Broken down demographically, men, blacks and adults 34-64 are most apt to like football, according to new Harris Poll results.
Men Have Highest Rate of Liking Football
Overall, survey results indicate 53% of US adults 18 and older like football. Divided by gender, it is not too surprising that 66% of men like football compared to only 41% of women.
However, other demographic disparities exist. For example, 64% of blacks like football, compared to 53% of whites and 51% of Hispanics. Agewise, 56% of both Gen Xers (34-45) and Baby Boomers (46-64) like football, placing them ahead of Echo Boomers (18-33) and Matures (65 and up), with 49% of both of those age groups liking football.

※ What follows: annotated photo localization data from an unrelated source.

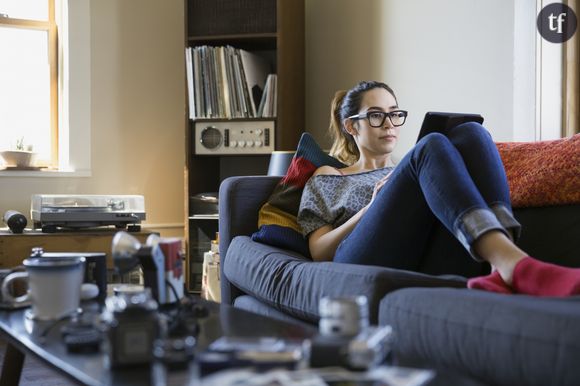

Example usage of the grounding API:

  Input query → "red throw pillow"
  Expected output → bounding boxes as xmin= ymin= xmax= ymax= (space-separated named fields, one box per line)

xmin=496 ymin=134 xmax=580 ymax=208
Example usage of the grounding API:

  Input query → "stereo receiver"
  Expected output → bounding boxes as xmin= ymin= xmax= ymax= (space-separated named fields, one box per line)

xmin=193 ymin=119 xmax=275 ymax=155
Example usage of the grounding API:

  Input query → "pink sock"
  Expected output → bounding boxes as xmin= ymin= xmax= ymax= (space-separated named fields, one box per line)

xmin=512 ymin=256 xmax=580 ymax=297
xmin=468 ymin=271 xmax=513 ymax=294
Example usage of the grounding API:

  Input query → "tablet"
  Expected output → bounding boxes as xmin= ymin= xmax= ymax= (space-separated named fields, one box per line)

xmin=417 ymin=112 xmax=484 ymax=142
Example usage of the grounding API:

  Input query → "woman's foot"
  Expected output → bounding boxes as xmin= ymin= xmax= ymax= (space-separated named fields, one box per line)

xmin=467 ymin=271 xmax=513 ymax=294
xmin=472 ymin=230 xmax=526 ymax=286
xmin=512 ymin=257 xmax=580 ymax=297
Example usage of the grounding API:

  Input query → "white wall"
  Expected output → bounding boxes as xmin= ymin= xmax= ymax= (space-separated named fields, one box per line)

xmin=0 ymin=0 xmax=185 ymax=237
xmin=306 ymin=0 xmax=537 ymax=160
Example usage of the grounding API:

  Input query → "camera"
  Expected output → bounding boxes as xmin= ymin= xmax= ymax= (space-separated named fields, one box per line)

xmin=309 ymin=296 xmax=394 ymax=370
xmin=102 ymin=287 xmax=160 ymax=368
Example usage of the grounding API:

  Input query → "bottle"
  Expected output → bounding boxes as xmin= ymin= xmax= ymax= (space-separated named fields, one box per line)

xmin=202 ymin=233 xmax=221 ymax=302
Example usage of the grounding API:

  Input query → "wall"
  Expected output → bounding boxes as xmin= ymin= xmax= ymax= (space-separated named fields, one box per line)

xmin=305 ymin=0 xmax=537 ymax=160
xmin=1 ymin=0 xmax=538 ymax=238
xmin=0 ymin=0 xmax=185 ymax=238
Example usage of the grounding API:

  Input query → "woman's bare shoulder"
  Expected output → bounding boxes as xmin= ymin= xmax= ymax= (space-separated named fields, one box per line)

xmin=313 ymin=165 xmax=342 ymax=176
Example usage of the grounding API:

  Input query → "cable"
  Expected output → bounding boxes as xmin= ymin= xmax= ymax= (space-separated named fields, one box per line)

xmin=165 ymin=279 xmax=180 ymax=305
xmin=163 ymin=279 xmax=191 ymax=336
xmin=39 ymin=309 xmax=83 ymax=341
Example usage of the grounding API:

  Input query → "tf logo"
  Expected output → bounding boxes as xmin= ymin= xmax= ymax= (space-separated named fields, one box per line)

xmin=537 ymin=3 xmax=578 ymax=43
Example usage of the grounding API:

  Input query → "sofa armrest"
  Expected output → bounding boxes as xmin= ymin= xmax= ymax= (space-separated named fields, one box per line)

xmin=218 ymin=175 xmax=281 ymax=304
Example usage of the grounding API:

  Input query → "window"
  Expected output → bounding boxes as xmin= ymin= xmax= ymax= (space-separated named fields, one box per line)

xmin=0 ymin=0 xmax=57 ymax=167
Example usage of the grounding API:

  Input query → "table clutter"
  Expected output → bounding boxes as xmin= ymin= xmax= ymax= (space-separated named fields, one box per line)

xmin=0 ymin=231 xmax=435 ymax=386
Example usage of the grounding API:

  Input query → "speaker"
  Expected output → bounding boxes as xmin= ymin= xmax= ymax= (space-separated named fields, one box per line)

xmin=194 ymin=119 xmax=275 ymax=155
xmin=3 ymin=210 xmax=27 ymax=234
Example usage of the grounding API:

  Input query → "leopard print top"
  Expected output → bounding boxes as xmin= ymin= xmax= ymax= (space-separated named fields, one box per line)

xmin=297 ymin=166 xmax=394 ymax=236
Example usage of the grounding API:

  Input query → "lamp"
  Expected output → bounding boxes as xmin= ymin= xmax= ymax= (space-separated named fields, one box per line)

xmin=267 ymin=151 xmax=295 ymax=176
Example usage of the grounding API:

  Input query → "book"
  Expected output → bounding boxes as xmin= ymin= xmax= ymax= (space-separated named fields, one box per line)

xmin=239 ymin=49 xmax=271 ymax=117
xmin=185 ymin=48 xmax=195 ymax=119
xmin=258 ymin=74 xmax=277 ymax=118
xmin=217 ymin=47 xmax=231 ymax=118
xmin=200 ymin=46 xmax=212 ymax=117
xmin=193 ymin=48 xmax=204 ymax=118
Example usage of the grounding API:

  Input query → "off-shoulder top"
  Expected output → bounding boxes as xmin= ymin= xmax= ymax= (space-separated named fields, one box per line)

xmin=297 ymin=167 xmax=394 ymax=236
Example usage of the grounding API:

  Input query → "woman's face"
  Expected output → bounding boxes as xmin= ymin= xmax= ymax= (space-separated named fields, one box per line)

xmin=347 ymin=87 xmax=401 ymax=157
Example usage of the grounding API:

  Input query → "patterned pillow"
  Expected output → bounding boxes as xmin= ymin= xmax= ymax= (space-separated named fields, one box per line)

xmin=496 ymin=134 xmax=580 ymax=208
xmin=252 ymin=132 xmax=345 ymax=257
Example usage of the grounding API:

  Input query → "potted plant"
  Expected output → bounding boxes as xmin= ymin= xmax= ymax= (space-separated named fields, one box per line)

xmin=0 ymin=137 xmax=37 ymax=168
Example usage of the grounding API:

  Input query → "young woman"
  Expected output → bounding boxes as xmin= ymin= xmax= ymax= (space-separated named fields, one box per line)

xmin=297 ymin=80 xmax=580 ymax=296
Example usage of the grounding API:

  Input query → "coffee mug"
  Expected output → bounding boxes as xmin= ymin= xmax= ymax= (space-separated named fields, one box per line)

xmin=30 ymin=252 xmax=107 ymax=300
xmin=1 ymin=256 xmax=86 ymax=320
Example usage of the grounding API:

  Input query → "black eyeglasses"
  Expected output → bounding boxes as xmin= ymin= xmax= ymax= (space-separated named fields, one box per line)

xmin=348 ymin=110 xmax=408 ymax=127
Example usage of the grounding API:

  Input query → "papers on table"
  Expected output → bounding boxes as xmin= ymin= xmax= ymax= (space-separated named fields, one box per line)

xmin=199 ymin=366 xmax=435 ymax=386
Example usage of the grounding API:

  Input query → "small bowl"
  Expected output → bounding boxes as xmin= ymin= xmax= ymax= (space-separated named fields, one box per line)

xmin=0 ymin=150 xmax=37 ymax=167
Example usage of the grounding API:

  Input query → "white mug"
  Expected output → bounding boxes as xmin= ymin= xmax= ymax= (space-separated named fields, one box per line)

xmin=1 ymin=256 xmax=86 ymax=320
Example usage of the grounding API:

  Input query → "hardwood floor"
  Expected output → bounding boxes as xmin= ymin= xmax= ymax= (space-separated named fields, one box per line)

xmin=0 ymin=338 xmax=77 ymax=386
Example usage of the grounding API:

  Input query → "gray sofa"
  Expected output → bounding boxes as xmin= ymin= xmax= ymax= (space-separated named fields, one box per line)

xmin=219 ymin=175 xmax=580 ymax=386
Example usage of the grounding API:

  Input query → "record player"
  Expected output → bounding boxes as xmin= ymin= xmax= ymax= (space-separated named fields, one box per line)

xmin=31 ymin=195 xmax=146 ymax=233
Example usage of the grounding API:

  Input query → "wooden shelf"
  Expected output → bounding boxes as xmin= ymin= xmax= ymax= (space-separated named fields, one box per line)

xmin=184 ymin=0 xmax=304 ymax=293
xmin=188 ymin=33 xmax=277 ymax=50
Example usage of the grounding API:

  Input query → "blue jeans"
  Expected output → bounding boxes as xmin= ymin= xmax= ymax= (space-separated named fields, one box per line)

xmin=333 ymin=122 xmax=521 ymax=277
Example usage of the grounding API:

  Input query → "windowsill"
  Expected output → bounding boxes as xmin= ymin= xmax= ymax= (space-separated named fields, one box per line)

xmin=0 ymin=169 xmax=91 ymax=177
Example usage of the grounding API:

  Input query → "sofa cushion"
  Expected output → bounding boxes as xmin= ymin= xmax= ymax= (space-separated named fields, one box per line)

xmin=496 ymin=134 xmax=580 ymax=208
xmin=225 ymin=236 xmax=467 ymax=323
xmin=233 ymin=295 xmax=316 ymax=329
xmin=252 ymin=132 xmax=345 ymax=257
xmin=379 ymin=288 xmax=580 ymax=386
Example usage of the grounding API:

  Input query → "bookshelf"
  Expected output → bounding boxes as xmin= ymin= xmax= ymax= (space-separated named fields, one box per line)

xmin=184 ymin=0 xmax=305 ymax=292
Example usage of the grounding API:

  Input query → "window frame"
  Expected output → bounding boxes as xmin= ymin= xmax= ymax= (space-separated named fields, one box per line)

xmin=0 ymin=0 xmax=58 ymax=167
xmin=535 ymin=0 xmax=564 ymax=141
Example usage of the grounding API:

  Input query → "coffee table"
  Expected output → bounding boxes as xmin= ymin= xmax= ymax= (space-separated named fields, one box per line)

xmin=0 ymin=299 xmax=317 ymax=386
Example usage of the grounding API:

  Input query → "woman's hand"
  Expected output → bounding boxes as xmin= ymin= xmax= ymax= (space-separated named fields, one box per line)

xmin=308 ymin=170 xmax=393 ymax=262
xmin=369 ymin=170 xmax=393 ymax=207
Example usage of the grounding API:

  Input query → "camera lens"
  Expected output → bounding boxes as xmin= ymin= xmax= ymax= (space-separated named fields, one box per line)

xmin=153 ymin=336 xmax=196 ymax=369
xmin=318 ymin=296 xmax=369 ymax=337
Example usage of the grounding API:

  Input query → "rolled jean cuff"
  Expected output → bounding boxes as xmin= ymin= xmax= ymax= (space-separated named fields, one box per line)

xmin=490 ymin=203 xmax=521 ymax=242
xmin=454 ymin=207 xmax=507 ymax=262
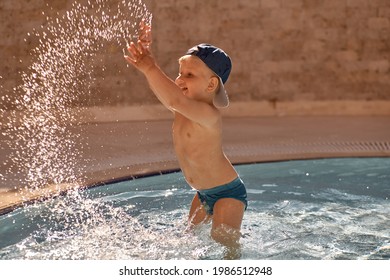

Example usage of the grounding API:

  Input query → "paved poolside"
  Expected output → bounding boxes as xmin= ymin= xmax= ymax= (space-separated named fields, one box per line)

xmin=1 ymin=115 xmax=390 ymax=214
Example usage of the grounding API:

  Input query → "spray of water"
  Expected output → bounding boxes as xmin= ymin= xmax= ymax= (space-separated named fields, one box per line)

xmin=0 ymin=0 xmax=228 ymax=261
xmin=1 ymin=0 xmax=229 ymax=260
xmin=2 ymin=0 xmax=152 ymax=194
xmin=0 ymin=187 xmax=224 ymax=260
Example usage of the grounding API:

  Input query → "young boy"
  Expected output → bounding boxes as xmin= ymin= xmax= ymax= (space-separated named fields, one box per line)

xmin=124 ymin=21 xmax=247 ymax=257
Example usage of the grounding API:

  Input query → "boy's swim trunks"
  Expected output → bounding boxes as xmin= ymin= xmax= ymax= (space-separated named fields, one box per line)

xmin=197 ymin=177 xmax=247 ymax=215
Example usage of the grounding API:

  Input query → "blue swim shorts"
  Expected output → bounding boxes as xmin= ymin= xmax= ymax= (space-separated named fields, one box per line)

xmin=197 ymin=177 xmax=248 ymax=215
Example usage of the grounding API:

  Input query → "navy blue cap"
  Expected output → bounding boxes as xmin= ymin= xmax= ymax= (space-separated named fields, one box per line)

xmin=186 ymin=43 xmax=232 ymax=107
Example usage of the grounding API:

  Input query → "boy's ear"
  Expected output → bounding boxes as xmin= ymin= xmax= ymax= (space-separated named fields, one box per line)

xmin=207 ymin=76 xmax=219 ymax=93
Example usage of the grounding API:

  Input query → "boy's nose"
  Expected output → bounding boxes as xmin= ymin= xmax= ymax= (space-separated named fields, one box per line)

xmin=175 ymin=77 xmax=184 ymax=86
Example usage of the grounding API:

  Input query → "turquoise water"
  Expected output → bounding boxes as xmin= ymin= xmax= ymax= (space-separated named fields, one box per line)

xmin=0 ymin=158 xmax=389 ymax=259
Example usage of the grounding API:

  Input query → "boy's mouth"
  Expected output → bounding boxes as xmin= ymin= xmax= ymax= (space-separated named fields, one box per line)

xmin=181 ymin=87 xmax=188 ymax=95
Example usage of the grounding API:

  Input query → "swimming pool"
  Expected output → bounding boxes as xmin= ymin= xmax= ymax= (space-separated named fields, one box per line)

xmin=0 ymin=157 xmax=389 ymax=260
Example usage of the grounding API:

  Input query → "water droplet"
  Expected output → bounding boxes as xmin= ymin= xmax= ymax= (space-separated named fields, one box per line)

xmin=4 ymin=0 xmax=152 ymax=192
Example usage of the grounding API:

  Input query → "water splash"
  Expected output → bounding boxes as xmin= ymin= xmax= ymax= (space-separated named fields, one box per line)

xmin=2 ymin=0 xmax=152 ymax=193
xmin=0 ymin=188 xmax=223 ymax=260
xmin=0 ymin=158 xmax=389 ymax=259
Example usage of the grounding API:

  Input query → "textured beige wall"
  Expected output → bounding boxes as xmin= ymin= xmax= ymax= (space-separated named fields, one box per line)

xmin=1 ymin=0 xmax=389 ymax=111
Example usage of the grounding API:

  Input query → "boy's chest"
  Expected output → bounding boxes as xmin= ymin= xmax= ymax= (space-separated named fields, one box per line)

xmin=172 ymin=115 xmax=198 ymax=143
xmin=172 ymin=113 xmax=219 ymax=149
xmin=172 ymin=115 xmax=215 ymax=156
xmin=172 ymin=116 xmax=212 ymax=162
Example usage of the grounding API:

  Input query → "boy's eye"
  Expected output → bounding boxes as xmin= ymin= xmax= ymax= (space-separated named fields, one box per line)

xmin=178 ymin=72 xmax=194 ymax=78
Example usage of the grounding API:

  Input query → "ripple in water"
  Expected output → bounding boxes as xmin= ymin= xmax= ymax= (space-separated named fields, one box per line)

xmin=0 ymin=159 xmax=389 ymax=260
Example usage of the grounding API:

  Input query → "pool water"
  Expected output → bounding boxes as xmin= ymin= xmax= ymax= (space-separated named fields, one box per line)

xmin=0 ymin=158 xmax=389 ymax=259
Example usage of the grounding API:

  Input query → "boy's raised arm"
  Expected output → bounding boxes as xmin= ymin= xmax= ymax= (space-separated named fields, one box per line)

xmin=124 ymin=20 xmax=180 ymax=111
xmin=124 ymin=21 xmax=218 ymax=125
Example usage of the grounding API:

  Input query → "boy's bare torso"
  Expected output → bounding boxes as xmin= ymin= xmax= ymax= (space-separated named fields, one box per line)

xmin=172 ymin=112 xmax=238 ymax=190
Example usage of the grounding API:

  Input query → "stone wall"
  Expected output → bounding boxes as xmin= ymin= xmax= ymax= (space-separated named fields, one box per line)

xmin=1 ymin=0 xmax=389 ymax=110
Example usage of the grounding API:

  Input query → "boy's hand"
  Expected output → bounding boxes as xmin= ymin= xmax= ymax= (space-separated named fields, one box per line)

xmin=138 ymin=19 xmax=152 ymax=50
xmin=124 ymin=40 xmax=155 ymax=73
xmin=124 ymin=19 xmax=155 ymax=73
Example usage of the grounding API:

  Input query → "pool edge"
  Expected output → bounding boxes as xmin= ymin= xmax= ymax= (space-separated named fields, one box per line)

xmin=1 ymin=154 xmax=389 ymax=215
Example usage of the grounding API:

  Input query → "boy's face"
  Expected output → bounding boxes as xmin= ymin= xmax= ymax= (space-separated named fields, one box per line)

xmin=175 ymin=56 xmax=216 ymax=102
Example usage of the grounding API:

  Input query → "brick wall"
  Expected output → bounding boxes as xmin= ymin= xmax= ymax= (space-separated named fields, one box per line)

xmin=0 ymin=0 xmax=389 ymax=110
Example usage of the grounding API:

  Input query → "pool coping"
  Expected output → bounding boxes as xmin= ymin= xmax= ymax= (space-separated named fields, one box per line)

xmin=1 ymin=115 xmax=390 ymax=215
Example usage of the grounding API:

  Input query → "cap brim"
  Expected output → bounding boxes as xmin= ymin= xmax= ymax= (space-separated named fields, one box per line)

xmin=213 ymin=77 xmax=229 ymax=108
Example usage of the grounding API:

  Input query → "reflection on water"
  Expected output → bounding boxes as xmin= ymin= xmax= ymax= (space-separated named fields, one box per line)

xmin=1 ymin=158 xmax=389 ymax=260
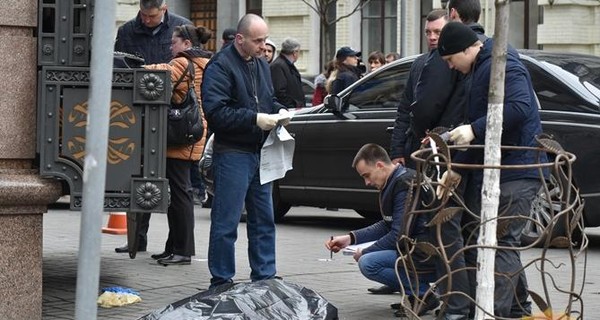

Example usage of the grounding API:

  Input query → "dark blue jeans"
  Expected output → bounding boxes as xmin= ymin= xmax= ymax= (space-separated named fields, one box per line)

xmin=208 ymin=151 xmax=276 ymax=287
xmin=358 ymin=249 xmax=436 ymax=296
xmin=463 ymin=177 xmax=540 ymax=318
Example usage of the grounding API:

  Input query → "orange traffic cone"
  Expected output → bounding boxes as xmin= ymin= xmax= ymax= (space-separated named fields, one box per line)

xmin=102 ymin=212 xmax=127 ymax=235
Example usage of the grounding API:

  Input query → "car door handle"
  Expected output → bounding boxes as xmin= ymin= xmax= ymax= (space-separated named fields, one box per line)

xmin=386 ymin=126 xmax=394 ymax=133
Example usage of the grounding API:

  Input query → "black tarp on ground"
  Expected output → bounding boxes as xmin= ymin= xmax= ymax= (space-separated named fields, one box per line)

xmin=139 ymin=279 xmax=338 ymax=320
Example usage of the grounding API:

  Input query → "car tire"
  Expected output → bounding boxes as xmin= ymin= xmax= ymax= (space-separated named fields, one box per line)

xmin=273 ymin=182 xmax=291 ymax=222
xmin=354 ymin=210 xmax=380 ymax=220
xmin=520 ymin=172 xmax=583 ymax=247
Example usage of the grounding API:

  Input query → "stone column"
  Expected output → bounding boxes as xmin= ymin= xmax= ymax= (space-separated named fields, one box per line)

xmin=0 ymin=1 xmax=63 ymax=319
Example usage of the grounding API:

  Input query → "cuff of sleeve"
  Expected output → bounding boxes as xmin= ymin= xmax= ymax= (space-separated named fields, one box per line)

xmin=349 ymin=232 xmax=356 ymax=245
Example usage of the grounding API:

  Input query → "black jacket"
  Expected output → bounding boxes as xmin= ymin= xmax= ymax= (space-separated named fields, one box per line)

xmin=390 ymin=50 xmax=467 ymax=169
xmin=390 ymin=53 xmax=427 ymax=164
xmin=454 ymin=39 xmax=546 ymax=183
xmin=330 ymin=66 xmax=362 ymax=95
xmin=201 ymin=43 xmax=285 ymax=153
xmin=270 ymin=55 xmax=305 ymax=109
xmin=114 ymin=10 xmax=191 ymax=65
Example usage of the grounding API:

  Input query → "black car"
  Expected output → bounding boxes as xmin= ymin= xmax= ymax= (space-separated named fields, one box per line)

xmin=274 ymin=50 xmax=600 ymax=242
xmin=300 ymin=77 xmax=315 ymax=108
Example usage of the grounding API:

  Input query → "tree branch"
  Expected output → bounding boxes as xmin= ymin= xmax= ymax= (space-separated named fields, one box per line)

xmin=300 ymin=0 xmax=320 ymax=15
xmin=328 ymin=0 xmax=370 ymax=25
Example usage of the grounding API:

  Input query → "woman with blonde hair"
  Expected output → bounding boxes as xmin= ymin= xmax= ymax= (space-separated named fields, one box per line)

xmin=329 ymin=46 xmax=362 ymax=95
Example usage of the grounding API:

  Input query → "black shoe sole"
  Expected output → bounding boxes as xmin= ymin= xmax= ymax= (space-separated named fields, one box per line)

xmin=159 ymin=260 xmax=191 ymax=266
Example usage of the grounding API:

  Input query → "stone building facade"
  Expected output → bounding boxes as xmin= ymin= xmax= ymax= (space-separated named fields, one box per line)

xmin=114 ymin=0 xmax=600 ymax=75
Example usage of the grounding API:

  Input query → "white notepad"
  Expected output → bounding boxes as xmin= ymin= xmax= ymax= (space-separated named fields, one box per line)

xmin=342 ymin=241 xmax=376 ymax=255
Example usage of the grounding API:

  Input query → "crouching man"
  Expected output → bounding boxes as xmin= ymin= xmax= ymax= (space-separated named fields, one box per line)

xmin=325 ymin=143 xmax=439 ymax=317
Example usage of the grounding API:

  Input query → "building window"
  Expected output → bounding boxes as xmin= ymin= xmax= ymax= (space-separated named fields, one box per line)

xmin=247 ymin=0 xmax=262 ymax=16
xmin=362 ymin=0 xmax=397 ymax=55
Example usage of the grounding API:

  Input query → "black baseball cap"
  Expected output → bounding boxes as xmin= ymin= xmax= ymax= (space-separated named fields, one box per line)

xmin=335 ymin=46 xmax=361 ymax=59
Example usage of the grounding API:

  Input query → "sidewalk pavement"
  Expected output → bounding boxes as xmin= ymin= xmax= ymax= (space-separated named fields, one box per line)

xmin=42 ymin=206 xmax=600 ymax=319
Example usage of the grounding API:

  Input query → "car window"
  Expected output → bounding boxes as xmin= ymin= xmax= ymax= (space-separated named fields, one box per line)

xmin=523 ymin=60 xmax=599 ymax=113
xmin=346 ymin=62 xmax=411 ymax=110
xmin=301 ymin=80 xmax=314 ymax=108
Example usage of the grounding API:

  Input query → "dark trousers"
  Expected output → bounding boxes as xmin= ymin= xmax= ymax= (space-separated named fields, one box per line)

xmin=429 ymin=197 xmax=472 ymax=318
xmin=463 ymin=178 xmax=539 ymax=318
xmin=190 ymin=159 xmax=205 ymax=194
xmin=164 ymin=158 xmax=195 ymax=256
xmin=136 ymin=212 xmax=150 ymax=249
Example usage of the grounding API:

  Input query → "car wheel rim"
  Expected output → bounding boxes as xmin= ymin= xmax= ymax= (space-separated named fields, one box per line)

xmin=522 ymin=175 xmax=562 ymax=239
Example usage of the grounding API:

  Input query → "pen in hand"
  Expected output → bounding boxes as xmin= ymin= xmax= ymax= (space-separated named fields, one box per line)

xmin=330 ymin=236 xmax=333 ymax=260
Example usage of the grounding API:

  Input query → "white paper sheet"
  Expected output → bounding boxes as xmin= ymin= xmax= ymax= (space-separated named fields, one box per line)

xmin=259 ymin=125 xmax=295 ymax=185
xmin=342 ymin=241 xmax=376 ymax=256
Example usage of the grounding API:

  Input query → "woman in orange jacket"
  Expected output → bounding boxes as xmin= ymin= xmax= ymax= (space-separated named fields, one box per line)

xmin=144 ymin=24 xmax=212 ymax=265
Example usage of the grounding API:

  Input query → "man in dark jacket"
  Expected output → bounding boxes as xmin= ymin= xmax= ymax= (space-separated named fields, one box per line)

xmin=112 ymin=0 xmax=191 ymax=253
xmin=326 ymin=144 xmax=438 ymax=317
xmin=114 ymin=0 xmax=191 ymax=65
xmin=390 ymin=9 xmax=455 ymax=168
xmin=438 ymin=22 xmax=546 ymax=319
xmin=391 ymin=5 xmax=488 ymax=318
xmin=270 ymin=38 xmax=305 ymax=109
xmin=201 ymin=14 xmax=288 ymax=289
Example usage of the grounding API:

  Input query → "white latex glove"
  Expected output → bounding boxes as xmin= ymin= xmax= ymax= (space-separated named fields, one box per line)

xmin=256 ymin=113 xmax=279 ymax=131
xmin=436 ymin=170 xmax=462 ymax=200
xmin=449 ymin=125 xmax=475 ymax=146
xmin=278 ymin=108 xmax=291 ymax=126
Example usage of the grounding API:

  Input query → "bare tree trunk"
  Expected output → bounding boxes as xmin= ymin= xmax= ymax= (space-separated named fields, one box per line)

xmin=321 ymin=20 xmax=331 ymax=68
xmin=301 ymin=0 xmax=370 ymax=70
xmin=475 ymin=1 xmax=509 ymax=319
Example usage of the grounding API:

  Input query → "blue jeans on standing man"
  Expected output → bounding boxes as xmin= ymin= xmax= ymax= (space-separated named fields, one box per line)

xmin=208 ymin=150 xmax=276 ymax=288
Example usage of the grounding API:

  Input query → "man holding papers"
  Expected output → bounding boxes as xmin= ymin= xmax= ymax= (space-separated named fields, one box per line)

xmin=201 ymin=14 xmax=288 ymax=288
xmin=325 ymin=144 xmax=438 ymax=317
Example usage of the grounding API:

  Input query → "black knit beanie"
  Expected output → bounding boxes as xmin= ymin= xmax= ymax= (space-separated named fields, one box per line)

xmin=437 ymin=22 xmax=479 ymax=57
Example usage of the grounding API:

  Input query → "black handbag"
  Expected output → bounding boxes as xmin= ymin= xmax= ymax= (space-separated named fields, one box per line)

xmin=167 ymin=58 xmax=203 ymax=147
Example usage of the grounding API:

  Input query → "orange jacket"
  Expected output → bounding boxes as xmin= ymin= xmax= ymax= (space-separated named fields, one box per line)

xmin=145 ymin=53 xmax=210 ymax=161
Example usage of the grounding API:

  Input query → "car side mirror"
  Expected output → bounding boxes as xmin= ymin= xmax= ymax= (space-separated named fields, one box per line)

xmin=324 ymin=94 xmax=356 ymax=120
xmin=323 ymin=94 xmax=340 ymax=112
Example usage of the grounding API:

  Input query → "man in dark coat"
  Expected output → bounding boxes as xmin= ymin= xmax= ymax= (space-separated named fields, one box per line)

xmin=390 ymin=9 xmax=459 ymax=169
xmin=114 ymin=0 xmax=191 ymax=65
xmin=113 ymin=0 xmax=191 ymax=253
xmin=438 ymin=22 xmax=546 ymax=319
xmin=270 ymin=38 xmax=305 ymax=109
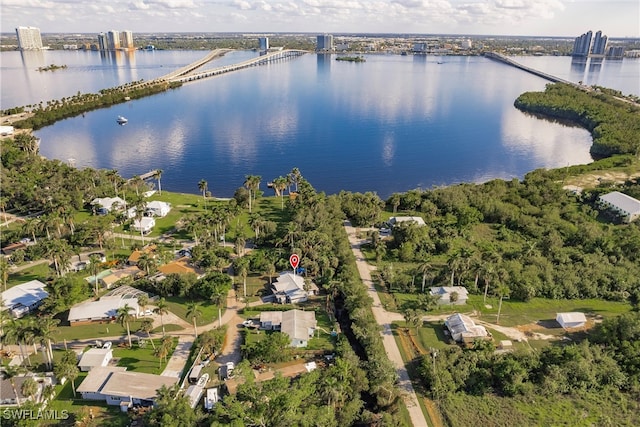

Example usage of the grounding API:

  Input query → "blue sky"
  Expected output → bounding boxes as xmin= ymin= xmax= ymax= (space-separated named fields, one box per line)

xmin=2 ymin=0 xmax=639 ymax=37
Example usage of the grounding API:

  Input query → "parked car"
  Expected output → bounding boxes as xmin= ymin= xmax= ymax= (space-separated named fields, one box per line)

Competition Grabs Interest
Competition was the clear winner among attributes of football fans like, with 57% of overall fans citing competition and rivalries. This attribute led every demographic, and was especially popular with Matures (70%).
Advertisers should keep in mind that TV commercials scored low with every age group. Overall 7% of fans like TV commercials aired during broadcasts, with only food and drink consumed during games (6%) and other (5%) scoring lower.
A few interesting gender differences popped up. Surprisingly, a slightly higher percentage of women (58%) than men (57%) like competition and rivalries. However, 36% of men like the athletic display, compared to 27% of women, while 30% of women and 23% of men like gathering with friends to watch games.
Cowboys are America’s Team
Survey results show the Dallas Cowboys nickname of “America’s Team” to be justified, as they are ranked number one by football fans asked to name their favorite two teams. Interestingly, all five top-ranked teams are located in the Midwest or South, with the Indianpolis Colts, Green Bay Packers, Pittsburgh Steelers and New Orleans Saints (2010 Super Bowl champions) rounding out the list.
NFL Team Values Fall 2%
NFL team values fell 2% last season to an average of $1.02 billion, according to analysis from Forbes Magazine. This marks the first decline in average NFL team value since Forbes began tracking the league’s finances in 1998, with 21 of the league’s 32 teams seeing their worths drop and another seven maintaining flat value.
Forbes analysis indicates team values slipped because the bad economy has reduced demand, and there is less non-broadcasting revenue for many teams.
About the Data:This Harris Poll of 2,620 adults surveyed online between September 14 and 20, 2010 was conducted by Harris Interactive.